Harvey Frick was an accountant. He had not always wanted to be an accountant; he didn't even want to be one now. What he had wanted was to be a writer, but that was a long, long time ago. His parents' voices still echoed in his head from many years ago...
"If you want to further your education, and if you expect us to help you pay for it, you're going to have a pick a major that will pay the bills," his father had sternly told him.
"Yes, hone, and I just don't see Creative Writing as something that would help you do that. Why not go Pre-Med?" his mother suggested.
That was how Harvey had become an accountant. Now he was forty-three years old, and he felt he had accomplished nothing he set out for himself to do all those many years ago, when he was a young man of eighteen and the world had been wide open to the possibilities.
Sure, he appeared to be the perfect employee, but Harvey, in fact was not. He never called in sick or came in late. He even came in to work for others who called off. He showed up to work every day, Monday through Saturday, at eigh o'clock on the dot and always stayed at least an hour later than closing time at five to finish up paperwork or anything else he might want to work on. And though he had earned the right to two weeks' paid vacation every year since his third consecutive year ov employment and the Richardson Accounting Agency, having no wife or living family to spend it with and very few friends, he never felt the need to take advantage of it. He was the perfect employee on the outside, but on the inside, he didn't even want to be there. And isn't that really the key to any successful career? That the very essence of being a good employee was rooted in the depth of one's core, programmed into their DNA or something, is love for their job, love for what they do? In Harvey's opinion, it was.
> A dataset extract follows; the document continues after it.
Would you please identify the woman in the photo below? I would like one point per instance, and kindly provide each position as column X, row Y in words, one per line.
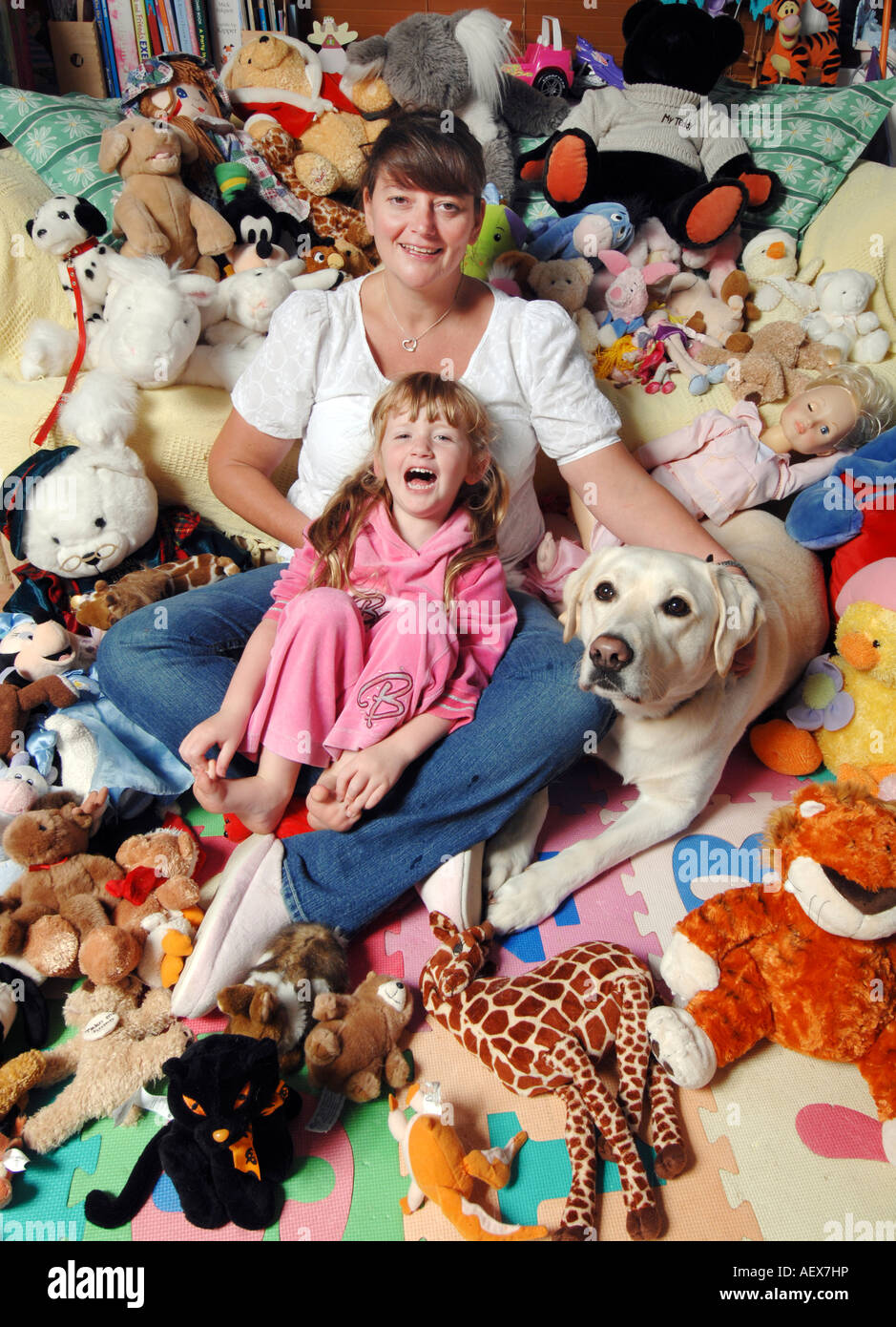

Then, one day, a not so extraordinary day, Harvey did something completely out of the ordinary. He called his boss and told him he would not be in for three months and to hire a temp in his place until then. He was taking his vacation.
I've lived my whole life without really living it," Harvey told himself, in a brilliant moment of revelation. He wanted to be the man he was when he was seventeen. A man who still knew how to dream, who saw things with many pairs of eyes and from many different perspectives, not just his own, someone who didn't go through the motions everyday, but lived in the moment; and then it came to him. He was going to write a book.